TextBlob not returning the correct number of instances of string in Pandas dataframe

For a project for my lab, I'm analyzing Twitter data. The tweets we've captured all have the word 'sex' in them, that's the keyword we filtered the TwitterStreamer to capture based on.

I converted the CSV where all of the tweet data (json metatags) is housed into a pandas DB and saved the 'text' column to isolate the tweet text.

    import pandas as pd
    import csv
    df = pd.read_csv('tweets_hiv.csv')
    saved_column4 = df.text
    print saved_column4

Out comes the correct output:

    0                                Some example tweet text
    1                 Oh hey look more tweet text @things I hate #stuff
    ...a bunch more lines
    Name: text, Length: 8540, dtype: object

But, when I try this

    from textblob import TextBlob
    tweetstr = str(saved_column4)
    tweets = TextBlob(tweetstr).upper()
    print tweets.words.count('sex', case_sensitive=False)

My output is 22.

There should be AT LEAST as many incidences of the word 'sex' as there are lines in the CSV, and likely more.
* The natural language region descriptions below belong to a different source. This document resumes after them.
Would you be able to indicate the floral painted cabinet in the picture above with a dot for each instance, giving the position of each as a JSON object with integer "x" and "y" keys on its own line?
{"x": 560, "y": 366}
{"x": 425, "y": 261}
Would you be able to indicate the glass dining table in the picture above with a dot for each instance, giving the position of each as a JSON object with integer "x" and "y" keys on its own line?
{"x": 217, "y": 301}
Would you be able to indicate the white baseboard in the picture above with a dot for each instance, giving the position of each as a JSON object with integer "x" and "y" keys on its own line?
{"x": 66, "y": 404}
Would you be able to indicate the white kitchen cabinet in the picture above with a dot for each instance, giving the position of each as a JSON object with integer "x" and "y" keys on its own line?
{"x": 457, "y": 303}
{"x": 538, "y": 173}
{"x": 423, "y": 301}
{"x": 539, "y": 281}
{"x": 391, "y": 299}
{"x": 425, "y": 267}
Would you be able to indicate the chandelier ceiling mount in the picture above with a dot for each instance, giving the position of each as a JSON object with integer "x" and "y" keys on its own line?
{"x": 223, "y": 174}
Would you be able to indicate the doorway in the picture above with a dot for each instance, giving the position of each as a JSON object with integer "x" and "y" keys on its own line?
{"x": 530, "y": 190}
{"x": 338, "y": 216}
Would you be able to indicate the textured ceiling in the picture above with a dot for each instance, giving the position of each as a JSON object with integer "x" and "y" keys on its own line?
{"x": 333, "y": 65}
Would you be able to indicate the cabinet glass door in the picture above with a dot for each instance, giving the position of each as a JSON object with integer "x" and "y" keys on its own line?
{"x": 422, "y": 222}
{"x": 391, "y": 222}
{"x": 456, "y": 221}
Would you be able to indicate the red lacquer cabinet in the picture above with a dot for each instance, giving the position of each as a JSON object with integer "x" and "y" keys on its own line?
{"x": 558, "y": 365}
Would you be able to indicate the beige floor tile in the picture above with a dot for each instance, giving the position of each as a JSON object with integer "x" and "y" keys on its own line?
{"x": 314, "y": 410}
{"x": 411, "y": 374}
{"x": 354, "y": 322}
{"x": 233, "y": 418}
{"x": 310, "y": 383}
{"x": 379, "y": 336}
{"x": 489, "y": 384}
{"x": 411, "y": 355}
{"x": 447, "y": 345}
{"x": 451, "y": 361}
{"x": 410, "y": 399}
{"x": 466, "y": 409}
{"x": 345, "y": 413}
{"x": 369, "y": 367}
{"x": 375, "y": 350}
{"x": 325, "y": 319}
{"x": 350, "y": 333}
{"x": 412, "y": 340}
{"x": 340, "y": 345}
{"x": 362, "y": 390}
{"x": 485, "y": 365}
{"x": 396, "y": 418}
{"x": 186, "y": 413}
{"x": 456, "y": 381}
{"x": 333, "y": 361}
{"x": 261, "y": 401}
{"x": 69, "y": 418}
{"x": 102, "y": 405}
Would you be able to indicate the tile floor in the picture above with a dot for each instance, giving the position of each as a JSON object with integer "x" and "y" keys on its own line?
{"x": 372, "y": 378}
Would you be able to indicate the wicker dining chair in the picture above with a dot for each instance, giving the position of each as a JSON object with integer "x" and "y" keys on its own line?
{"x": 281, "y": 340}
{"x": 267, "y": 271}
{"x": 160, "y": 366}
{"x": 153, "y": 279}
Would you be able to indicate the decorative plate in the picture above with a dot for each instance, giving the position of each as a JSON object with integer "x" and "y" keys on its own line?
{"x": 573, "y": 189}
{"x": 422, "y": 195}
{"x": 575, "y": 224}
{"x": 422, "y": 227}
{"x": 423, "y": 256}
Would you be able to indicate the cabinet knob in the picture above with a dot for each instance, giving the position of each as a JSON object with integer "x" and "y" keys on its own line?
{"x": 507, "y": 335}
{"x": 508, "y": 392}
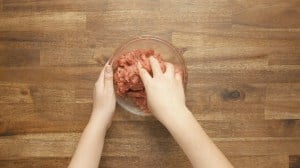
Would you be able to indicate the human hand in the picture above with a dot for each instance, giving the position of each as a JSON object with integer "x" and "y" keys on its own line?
{"x": 165, "y": 93}
{"x": 104, "y": 98}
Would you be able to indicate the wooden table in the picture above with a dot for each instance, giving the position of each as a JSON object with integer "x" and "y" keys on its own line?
{"x": 243, "y": 60}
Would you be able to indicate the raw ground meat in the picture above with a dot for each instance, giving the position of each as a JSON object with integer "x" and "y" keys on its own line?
{"x": 126, "y": 75}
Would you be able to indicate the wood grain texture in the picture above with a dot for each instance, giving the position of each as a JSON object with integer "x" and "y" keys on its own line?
{"x": 243, "y": 60}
I can't figure out what's happening here. Is TextBlob not configuring right around a dtype:object?

Solution

I'm not entirely sure this is methodically correct insofar as language processing, but using join will give you the count you need.

import pandas as pd
from textblob import TextBlob

tweets = pd.Series('sex {}'.format(x) for x in range(1000))
tweetstr = " ".join(tweets.tolist())
tweetsb = TextBlob(tweetstr).upper()
print tweetsb.words.count('sex', case_sensitive=False)
# 1000

If you just need the count without necessarily using TextBlob, then just do:

import pandas as pd

tweets = pd.Series('sex {}'.format(x) for x in range(1000))
sex_tweets = tweets.str.contains('sex', case=False)
print sex_tweets.sum()
# 1000

You can get a TypeError in the first snippet if one of your elements is not of type string. This is more of join issue. A simple test can be done using the following snippet:

# tweets = pd.Series('sex {}'.format(x) for x in range(1000))
tweets = pd.Series(x for x in range(1000))
tweetstr = " ".join(tweets.tolist())

Which gives the following result:

Traceback (most recent call last):
  File "F:\test.py", line 6, in <module>
    tweetstr = " ".join(tweets.tolist())
TypeError: sequence item 0: expected string, numpy.int64 found

A simple workaround is to convert x in the list comprehension into a string before using join, like so:

tweets = pd.Series(str(x) for x in range(1000))

Or you can be more explicit and create a list first, map the str function to it, and then use join.

tweetlist = tweets.tolist()
tweetstr = map(str, tweetlist)
tweetstr = " ".join(tweetstr)